Jacob Out In The World
Jacob is a force for positive change in the midst of a frustrating material world.
Such understanding is a crucial foundation for any environmental work striving for real change. It was necessary for Jacob to leave the comforts of home and society in order to gestate, transform, and become. It then became necessary for him to reenter society and bring that which is holy into all that is profane. That is a labor that can only be accomplished through bringing awareness to action. Jacob is perhaps the first spiritual social activist.
Jacob teaches us that environmental action--or any social activism--is at root the recognition that our lives can manifest the world as it should be, rather than accepting what it is or appears to be. A truly "Jewish" ecology must recognize spiritual orientation, or reorientation, as the starting point for meaningful practical action.

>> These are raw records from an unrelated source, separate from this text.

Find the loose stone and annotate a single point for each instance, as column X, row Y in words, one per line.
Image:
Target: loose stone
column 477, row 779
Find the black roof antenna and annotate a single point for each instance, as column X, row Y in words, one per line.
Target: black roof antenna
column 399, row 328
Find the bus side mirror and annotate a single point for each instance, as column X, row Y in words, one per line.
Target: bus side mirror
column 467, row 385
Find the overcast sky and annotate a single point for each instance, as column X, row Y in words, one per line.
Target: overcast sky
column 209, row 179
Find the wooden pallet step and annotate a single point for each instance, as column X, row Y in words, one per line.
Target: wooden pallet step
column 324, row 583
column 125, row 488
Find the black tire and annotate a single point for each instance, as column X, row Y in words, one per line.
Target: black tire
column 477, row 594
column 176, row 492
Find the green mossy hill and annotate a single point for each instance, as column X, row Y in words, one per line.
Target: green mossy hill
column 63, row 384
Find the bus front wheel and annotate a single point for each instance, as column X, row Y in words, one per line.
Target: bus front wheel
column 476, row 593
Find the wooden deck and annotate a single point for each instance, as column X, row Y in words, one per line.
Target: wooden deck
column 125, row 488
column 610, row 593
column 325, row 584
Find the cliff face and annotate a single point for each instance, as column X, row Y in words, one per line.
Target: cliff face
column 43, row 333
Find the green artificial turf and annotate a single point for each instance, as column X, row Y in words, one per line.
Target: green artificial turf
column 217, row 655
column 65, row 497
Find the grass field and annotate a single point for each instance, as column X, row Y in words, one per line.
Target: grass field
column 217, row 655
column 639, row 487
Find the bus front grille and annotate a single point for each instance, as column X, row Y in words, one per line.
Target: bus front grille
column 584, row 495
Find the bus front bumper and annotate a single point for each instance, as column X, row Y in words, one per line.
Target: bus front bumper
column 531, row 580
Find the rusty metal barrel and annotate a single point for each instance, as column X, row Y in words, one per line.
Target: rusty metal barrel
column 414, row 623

Following his encounter, Jacob doesn't withdraw into meditative prayer and ecstatic communion with the Divine. Alive with new purpose he "lifted his feet (Genesis 29:1)," and stepped forward to struggle with the realities of sustenance, family, social living, and justice.
Jacob arrives on the outskirts of Haran, engages the shepherds, lifts the stone from the well, recognizes and embraces Rachel, bursts into tears. He is a whirlwind of action and interaction; inflamed by the overwhelming passion to forge a life based in wholeness and truth. He is on fire with the beauty of potential, even as he understands all too well that the world is only potential. With that realization, the work of integrating what is necessary begins.